As the country piled up foreign debt, its tourism sector – previously a $44 billion industry and a main source of income for the island – suffered successive blows. In 2019, tourism suffered after a series of church bombings that killed nearly 300 people, including some foreign nationals.
The following year, the Covid-19 pandemic brought tourism and other major sectors to a halt, causing a global economic slowdown. Although Sri Lanka saw some increase in foreign visitors last year, the ongoing pandemic combined with Russia’s invasion of Ukraine – the two main tourism source nations for Sri Lanka before the conflict – have continued to slow the industry’s recovery.
A worsening crisis has sparked mass protests
The country’s problems worsened in March when the Sri Lankan government announced a daily 1 p.m. blackout as a way to save energy amid the current crisis. Without sufficient power, many were unable to do their jobs as the economic crisis continued, causing mass unrest. Thousands of Sri Lankans took to the streets in the weeks following the power cut to protest the country’s growing crisis.
On April 1, President Rajapaksa declared a state of emergency as unrest grew saw protesters clash with police. The entire Sri Lankan government cabinet resigned in protest soon after the emergency law was implemented, forcing Rajapaksa to revoke the law. Among those who resigned was Sports Minister Namal Rajapaksa, another member of the Rajapaksa family and the president’s nephew.
With political unrest growing and no resolution in sight, Rajapaksa’s rivals have issued calls for a vote of no confidence in his administration.
“We are confident that we have the numbers and we will bring the motion forward when the time is right,” opposition MP Harsha de Silva told CNBC. Hoping to appease critics, President Rajapaksa sought to form a new coalition of unity under his leadership but failed to garner support. In April, the government also announced it would temporarily suspend foreign debt payments, marking the first time Sri Lanka had defaulted on foreign loans since independence.
Experts had been warning for some time of a potential dire situation surrounding the country’s finances. When the country defaulted, the government had negotiated a bailout with the International Monetary Fund, which had assessed its accumulated debt as unsustainable.

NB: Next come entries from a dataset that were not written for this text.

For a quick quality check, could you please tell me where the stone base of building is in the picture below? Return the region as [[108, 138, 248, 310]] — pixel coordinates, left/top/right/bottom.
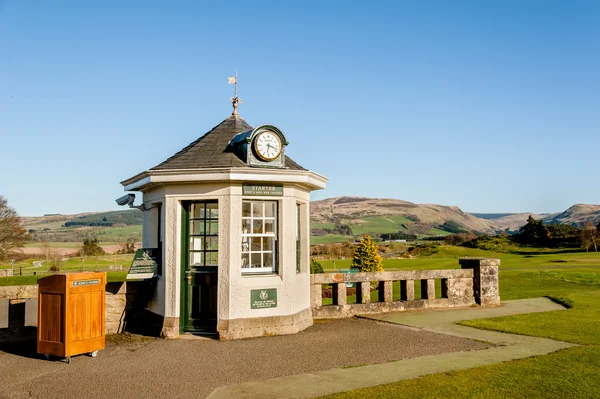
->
[[217, 309, 313, 340]]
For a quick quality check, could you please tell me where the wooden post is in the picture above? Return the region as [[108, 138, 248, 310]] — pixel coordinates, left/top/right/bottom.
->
[[379, 281, 393, 302], [400, 280, 415, 301], [356, 281, 371, 303], [331, 283, 347, 306], [421, 279, 435, 299]]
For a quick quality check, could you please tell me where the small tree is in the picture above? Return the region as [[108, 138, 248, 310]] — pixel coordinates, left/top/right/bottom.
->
[[77, 238, 106, 256], [351, 234, 383, 272], [0, 195, 29, 259], [310, 258, 324, 274], [580, 222, 600, 252], [516, 215, 550, 245]]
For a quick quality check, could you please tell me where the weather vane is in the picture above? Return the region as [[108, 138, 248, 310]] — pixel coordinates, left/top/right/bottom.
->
[[227, 71, 242, 116]]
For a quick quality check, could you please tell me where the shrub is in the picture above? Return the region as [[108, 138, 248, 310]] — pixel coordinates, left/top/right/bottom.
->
[[350, 234, 383, 272]]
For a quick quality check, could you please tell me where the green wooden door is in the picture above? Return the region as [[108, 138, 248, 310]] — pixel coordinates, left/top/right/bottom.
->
[[181, 201, 219, 333]]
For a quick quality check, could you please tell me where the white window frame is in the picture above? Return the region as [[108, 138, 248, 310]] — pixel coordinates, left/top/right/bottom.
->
[[241, 199, 279, 275]]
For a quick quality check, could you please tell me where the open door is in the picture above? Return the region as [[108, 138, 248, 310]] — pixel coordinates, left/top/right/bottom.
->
[[181, 201, 219, 333]]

“The government intends to continue discussions with the IMF as soon as possible with a view to formulating and presenting to the country’s creditors a comprehensive plan to bring Sri Lanka’s external public debt to a fully sustainable position,” the statement said. the Ministry of Finance in a press release. .

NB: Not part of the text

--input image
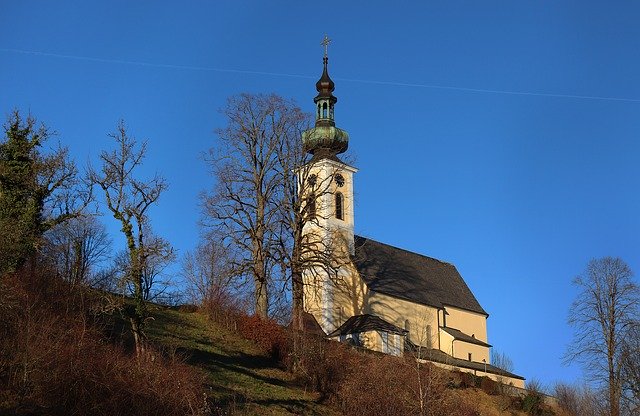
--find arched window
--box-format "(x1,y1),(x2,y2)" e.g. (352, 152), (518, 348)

In a meeting with Cabinet officials a week later, President Rajapaksa acknowledged his government’s role in the country’s declining economy. Specifically, the President said the government should have contacted the IMF earlier for help in tackling its out-of-control external debt and should have avoided the import ban on chemical fertilizers that was intended to preserving Sri Lanka’s foreign exchange assets but which has instead harmed its agricultural production.

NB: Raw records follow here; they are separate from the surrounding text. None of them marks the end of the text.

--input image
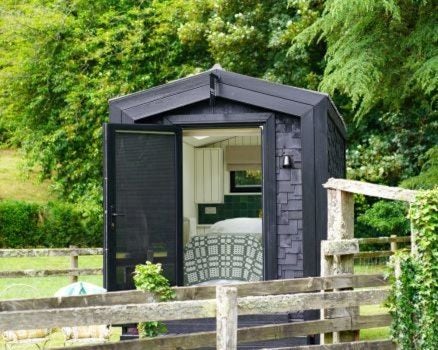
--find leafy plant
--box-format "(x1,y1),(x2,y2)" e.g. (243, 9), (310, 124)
(134, 261), (175, 337)
(388, 187), (438, 350)
(0, 200), (102, 248)
(357, 201), (410, 236)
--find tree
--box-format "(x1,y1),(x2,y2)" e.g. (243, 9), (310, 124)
(0, 0), (211, 203)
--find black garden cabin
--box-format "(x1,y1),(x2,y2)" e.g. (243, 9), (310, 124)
(105, 66), (346, 296)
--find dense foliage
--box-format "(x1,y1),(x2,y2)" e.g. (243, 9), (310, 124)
(0, 200), (102, 248)
(0, 0), (438, 243)
(390, 188), (438, 350)
(134, 261), (175, 337)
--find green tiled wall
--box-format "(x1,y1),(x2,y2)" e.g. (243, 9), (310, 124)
(198, 195), (262, 225)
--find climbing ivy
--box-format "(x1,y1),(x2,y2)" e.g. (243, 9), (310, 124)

“Over the past two and a half years, we have had vast challenges. The Covid-19 pandemic, as well as the debt burden and some mistakes on our part,” Rajapaksa said.
Today, Sri Lanka’s future hinges on whether the president’s proposed changes in government will quell his growing opposition long enough for a solution to come from the IMF. Sri Lankan finance chief Nandalal Weerasinghe, however, said such a hoped-for deal could still take months.